«Appena libero andrò sulla sua tomba»

Il ricordo di Paolo Del Mese che fu suo referente locale e sottosegretario in due Governi da lui presieduti

SALERNO. È un Paolo Del Mese commosso quello che tramite il suo avvocato, Massimo Torre, ricostruisce gli anni al fianco di Giulio Andreotti in un ricordo fatto di legami personali prima ancora che di condivisioni politiche. Andreotti lo volle sottosegretario nei suoi governi a cavallo tra gli anni Ottanta e Novanta e i rapporti tra i due furono strettissimi, tanto che il “divo Giulio” fu tra gli ospiti al matrimonio della figlia di Del Mese nel 2007 e c’era anche all’inaugurazione del Villaggio del Sole. Ristretto ai domiciliari per l’inchiesta sul crac Amato, l’ex Dc salernitano racconta attraverso il suo legale di un Andreotti che, nonostante il prestigio dei ruoli, «era persona affabile, molto generosa e disponibile, oltre che di grande intelligenza e umorismo». Nel campionario dei ricordi conserva centinaia di momenti, gag ed aneddoti che ora intende raccogliere in un libro in cui ripercorrere l’esperienza politica e umana vissuta insieme. Fino a un anno fa, quando la vicenda giudiziaria ha imposto di interrompere i rapporti, si sentivano più o meno ogni mese: «Ho di lui un ricordo bellissimo – ha detto ieri – sia per la vicinanza nell’attività politica che per il forte legame umano. Oggi sento il rammarico di non poter essere ai suoi funerali, ma la visita sulla sua tomba sarà una delle prime cose che farò appena avrò riacquistato la libertà».
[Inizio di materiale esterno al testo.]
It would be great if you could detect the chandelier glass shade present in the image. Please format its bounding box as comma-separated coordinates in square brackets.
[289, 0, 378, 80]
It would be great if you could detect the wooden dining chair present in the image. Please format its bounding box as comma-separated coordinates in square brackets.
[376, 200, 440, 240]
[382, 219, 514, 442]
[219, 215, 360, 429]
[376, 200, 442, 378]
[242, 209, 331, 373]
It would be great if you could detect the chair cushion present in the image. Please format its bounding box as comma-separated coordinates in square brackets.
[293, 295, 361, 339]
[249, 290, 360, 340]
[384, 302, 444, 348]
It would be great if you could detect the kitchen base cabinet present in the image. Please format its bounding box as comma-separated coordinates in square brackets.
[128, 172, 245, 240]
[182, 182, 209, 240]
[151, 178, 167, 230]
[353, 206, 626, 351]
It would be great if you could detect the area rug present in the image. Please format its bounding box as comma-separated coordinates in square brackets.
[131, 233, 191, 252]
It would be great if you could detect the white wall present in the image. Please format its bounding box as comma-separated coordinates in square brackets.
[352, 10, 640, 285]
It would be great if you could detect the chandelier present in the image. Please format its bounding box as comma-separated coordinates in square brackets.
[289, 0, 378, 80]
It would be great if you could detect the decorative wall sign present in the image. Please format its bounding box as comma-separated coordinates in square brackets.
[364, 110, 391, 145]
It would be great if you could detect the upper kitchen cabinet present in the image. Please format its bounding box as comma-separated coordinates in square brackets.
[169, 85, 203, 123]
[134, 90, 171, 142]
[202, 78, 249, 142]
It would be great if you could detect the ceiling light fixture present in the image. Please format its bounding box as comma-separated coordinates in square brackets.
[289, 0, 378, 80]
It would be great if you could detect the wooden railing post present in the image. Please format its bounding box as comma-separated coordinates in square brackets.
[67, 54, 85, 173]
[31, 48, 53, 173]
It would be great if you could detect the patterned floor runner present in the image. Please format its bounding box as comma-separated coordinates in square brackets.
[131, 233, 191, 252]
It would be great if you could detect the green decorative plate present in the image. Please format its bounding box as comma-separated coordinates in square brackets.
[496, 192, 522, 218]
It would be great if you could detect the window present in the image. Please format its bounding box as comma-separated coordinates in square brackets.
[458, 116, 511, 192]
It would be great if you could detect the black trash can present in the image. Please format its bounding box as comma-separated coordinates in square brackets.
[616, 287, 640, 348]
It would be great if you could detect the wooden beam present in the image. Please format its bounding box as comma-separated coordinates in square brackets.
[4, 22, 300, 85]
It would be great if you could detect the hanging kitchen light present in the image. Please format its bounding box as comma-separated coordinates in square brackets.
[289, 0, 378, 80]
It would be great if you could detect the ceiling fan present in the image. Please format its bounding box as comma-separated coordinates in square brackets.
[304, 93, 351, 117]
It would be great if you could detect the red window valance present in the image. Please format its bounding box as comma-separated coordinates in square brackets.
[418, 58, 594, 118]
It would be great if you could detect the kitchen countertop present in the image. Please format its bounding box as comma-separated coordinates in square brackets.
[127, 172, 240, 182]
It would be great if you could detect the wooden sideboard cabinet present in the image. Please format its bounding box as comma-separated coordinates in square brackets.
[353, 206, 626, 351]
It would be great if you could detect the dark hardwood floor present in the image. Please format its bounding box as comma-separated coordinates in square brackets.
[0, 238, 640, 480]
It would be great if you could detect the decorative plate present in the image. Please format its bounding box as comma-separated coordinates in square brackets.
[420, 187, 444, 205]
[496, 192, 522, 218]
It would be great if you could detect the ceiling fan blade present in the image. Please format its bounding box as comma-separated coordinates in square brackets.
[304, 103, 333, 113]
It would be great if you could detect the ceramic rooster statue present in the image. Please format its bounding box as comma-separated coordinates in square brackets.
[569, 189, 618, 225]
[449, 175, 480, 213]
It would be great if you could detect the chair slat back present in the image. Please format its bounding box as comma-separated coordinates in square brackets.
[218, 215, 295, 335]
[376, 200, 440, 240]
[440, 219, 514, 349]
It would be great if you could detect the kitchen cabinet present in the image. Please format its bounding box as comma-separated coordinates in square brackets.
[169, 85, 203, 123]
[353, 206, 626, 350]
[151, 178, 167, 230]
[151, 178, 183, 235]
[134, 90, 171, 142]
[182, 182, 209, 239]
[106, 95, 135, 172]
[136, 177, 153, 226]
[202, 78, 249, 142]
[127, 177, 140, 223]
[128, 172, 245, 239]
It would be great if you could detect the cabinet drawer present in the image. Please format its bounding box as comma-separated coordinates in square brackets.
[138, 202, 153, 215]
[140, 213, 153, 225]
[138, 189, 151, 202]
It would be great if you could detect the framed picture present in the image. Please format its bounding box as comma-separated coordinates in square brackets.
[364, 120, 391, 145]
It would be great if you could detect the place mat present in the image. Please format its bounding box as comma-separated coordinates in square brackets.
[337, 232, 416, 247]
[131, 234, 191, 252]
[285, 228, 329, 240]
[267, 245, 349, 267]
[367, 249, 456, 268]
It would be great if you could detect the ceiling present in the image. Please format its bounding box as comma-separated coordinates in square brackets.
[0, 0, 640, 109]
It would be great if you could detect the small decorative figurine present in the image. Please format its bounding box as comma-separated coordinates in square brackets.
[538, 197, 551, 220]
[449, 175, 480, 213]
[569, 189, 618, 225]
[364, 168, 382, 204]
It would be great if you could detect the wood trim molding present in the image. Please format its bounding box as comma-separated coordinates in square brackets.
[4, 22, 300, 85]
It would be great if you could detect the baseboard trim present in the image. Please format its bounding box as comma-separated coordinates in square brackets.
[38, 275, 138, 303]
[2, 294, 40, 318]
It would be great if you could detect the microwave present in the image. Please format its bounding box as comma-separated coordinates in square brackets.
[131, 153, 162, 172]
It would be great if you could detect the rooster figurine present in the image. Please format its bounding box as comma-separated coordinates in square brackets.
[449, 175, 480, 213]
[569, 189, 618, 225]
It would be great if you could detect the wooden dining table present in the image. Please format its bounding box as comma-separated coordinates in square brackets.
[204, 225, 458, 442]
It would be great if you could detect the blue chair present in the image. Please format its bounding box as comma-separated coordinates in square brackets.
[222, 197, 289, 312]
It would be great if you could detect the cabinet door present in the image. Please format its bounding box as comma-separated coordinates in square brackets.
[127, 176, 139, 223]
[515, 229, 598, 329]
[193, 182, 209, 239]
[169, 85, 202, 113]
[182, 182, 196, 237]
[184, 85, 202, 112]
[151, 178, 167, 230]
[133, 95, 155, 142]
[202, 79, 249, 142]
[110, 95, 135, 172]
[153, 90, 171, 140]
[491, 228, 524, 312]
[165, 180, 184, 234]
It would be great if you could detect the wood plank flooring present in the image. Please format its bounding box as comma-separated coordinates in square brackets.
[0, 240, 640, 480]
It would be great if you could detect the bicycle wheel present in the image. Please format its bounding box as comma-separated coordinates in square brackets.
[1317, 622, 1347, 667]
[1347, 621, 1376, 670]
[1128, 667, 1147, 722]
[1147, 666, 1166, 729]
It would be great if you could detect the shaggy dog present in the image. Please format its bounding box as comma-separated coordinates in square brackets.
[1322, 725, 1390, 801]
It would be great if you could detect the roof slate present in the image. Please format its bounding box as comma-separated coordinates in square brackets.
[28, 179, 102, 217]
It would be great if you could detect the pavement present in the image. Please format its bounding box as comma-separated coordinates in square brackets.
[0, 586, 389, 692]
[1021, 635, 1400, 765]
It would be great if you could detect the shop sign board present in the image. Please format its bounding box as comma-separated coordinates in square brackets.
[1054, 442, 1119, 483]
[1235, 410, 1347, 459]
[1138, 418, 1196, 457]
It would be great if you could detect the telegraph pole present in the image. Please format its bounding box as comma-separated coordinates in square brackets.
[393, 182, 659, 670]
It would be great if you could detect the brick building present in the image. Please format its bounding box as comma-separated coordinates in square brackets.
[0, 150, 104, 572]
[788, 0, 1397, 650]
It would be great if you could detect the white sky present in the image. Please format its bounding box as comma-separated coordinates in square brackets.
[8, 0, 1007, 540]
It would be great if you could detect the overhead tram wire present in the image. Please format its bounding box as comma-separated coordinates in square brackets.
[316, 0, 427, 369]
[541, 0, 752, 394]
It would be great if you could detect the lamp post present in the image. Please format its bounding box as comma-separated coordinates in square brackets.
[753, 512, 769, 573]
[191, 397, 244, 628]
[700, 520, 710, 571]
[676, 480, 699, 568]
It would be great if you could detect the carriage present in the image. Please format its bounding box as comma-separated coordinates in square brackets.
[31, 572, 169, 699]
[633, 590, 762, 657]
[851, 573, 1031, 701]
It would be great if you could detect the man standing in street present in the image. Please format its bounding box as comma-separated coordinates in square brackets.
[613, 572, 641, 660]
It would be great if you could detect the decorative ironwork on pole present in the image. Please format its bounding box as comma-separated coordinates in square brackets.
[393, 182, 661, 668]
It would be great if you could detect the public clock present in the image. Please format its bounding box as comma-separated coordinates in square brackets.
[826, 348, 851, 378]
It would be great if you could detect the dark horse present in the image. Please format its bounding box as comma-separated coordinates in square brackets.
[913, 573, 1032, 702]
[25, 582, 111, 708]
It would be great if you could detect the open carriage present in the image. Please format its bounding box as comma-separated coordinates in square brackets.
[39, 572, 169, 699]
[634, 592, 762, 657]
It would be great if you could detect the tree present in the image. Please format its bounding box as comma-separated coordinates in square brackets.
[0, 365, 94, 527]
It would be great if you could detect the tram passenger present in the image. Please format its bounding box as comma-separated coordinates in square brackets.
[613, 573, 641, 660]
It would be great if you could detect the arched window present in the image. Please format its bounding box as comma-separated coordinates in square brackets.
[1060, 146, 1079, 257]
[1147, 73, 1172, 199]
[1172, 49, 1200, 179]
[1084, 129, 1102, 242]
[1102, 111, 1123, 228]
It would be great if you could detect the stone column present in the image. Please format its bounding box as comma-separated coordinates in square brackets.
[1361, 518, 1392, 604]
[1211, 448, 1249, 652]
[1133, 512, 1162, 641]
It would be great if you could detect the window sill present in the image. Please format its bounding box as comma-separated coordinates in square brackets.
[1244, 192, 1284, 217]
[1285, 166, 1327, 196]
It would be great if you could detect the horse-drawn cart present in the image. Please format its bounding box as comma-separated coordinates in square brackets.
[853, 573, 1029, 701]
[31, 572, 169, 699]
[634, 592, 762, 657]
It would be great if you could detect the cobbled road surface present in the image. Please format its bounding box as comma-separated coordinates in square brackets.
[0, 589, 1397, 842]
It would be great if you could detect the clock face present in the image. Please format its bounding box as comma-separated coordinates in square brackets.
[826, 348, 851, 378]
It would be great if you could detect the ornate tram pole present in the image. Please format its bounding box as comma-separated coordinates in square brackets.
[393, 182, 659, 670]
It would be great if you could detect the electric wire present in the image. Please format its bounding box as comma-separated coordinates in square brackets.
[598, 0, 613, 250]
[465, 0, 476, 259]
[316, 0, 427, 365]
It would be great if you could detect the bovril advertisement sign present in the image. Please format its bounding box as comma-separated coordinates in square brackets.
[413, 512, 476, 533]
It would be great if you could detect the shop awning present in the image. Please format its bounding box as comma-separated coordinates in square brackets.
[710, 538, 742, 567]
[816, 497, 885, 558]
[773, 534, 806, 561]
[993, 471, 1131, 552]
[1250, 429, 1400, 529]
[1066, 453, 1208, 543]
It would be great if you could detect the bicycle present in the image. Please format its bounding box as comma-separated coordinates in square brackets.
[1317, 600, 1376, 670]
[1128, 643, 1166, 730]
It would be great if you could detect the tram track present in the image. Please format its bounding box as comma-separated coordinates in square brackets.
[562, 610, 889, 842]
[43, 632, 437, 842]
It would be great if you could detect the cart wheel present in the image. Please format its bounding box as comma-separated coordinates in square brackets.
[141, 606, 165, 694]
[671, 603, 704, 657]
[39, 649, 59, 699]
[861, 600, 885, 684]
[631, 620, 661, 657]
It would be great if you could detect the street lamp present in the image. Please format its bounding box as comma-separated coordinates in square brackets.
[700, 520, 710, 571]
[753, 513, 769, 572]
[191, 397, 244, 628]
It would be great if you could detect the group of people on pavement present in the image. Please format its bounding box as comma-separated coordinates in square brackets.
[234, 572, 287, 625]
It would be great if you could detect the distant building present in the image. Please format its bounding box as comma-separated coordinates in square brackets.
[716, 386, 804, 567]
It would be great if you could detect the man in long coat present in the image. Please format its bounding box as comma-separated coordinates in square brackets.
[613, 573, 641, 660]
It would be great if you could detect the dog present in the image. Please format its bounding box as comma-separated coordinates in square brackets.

Una volta al mese, fino al natale del 2010, andava a fargli visita a Palazzo Giustiniani anche Pino Pizza. «Il Presidente - racconta – aveva simpatia per me, perché in qualità di delegato del Movimento giovanile entrai a far parte della direzione nazionale della Dc agli inizi degli anni Settanta. Del movimenti giovanile, infatti, Andreotto era stato il primo delegato nel lontano 1947». Pizza riferisce di un episodio poco conosciuto: «Mi raccontò del suo rapporto con De Gasperi, che nel 1946 lo inviò a Bari per convincere Aldo Moro a candidarsi con la Dc». Missione che Andreotti portò a termine con successo. «E’ un pezzo di storia del Paese che va via. Era un uomo di grande cultura, è stato un protagonista della storia d’Italia. Mi ha parlato molto del suo processo, del lungo calvario fino all’assoluzione. Era affabile, ma al tempo stesso timido e riservato. Aveva un forte senso dell’ironia che applicava per primo a se stesso».

Di Andreotti in provincia di Salerno si serba anche il ricordio della sua partecipazione alla Festa dell’Amicizia a Pontecagnano.«Andammo ad aspettarlo all’uscita dell’autostrada e ci recammo a casa Del Mese - ricorda Eugenio Colucci, sindaco di Pontecagnano Faiano dal 1988 al 1989, già segretario provinciale della Democrazia Cristiana.- da lì, a piedi, ci dirigemmo a piazza Risorgimento. Mano mano che si procedeva, sempre più persone si radunavano intorno ad Andreotti, aveva una grande capacità di attrarre le persone, era carismatico. Ricordo che una donna gli si avvicinò e lo salutò calorosamente e lui, con cordialità e semplicità, le chiese “Come sta Agostino?” Io non conoscevo quella donna, poi seppi che era la moglie Di Bartolomei». Nella Dc ebbe molti avversari, tra questi l’ex presidente del Consiglio Ciriaco De Mita. «Il dissidio, anche profondo, con Andreotti è stato, però, sempre ed esclusivamente di natura politica e mai di carattere personale. Devo anche dire - ha aggiunto De Mita - che non mi ha mai influenzato nel giudizio e nei rapporti, il cosiddetto cinismo che gli veniva attribuito».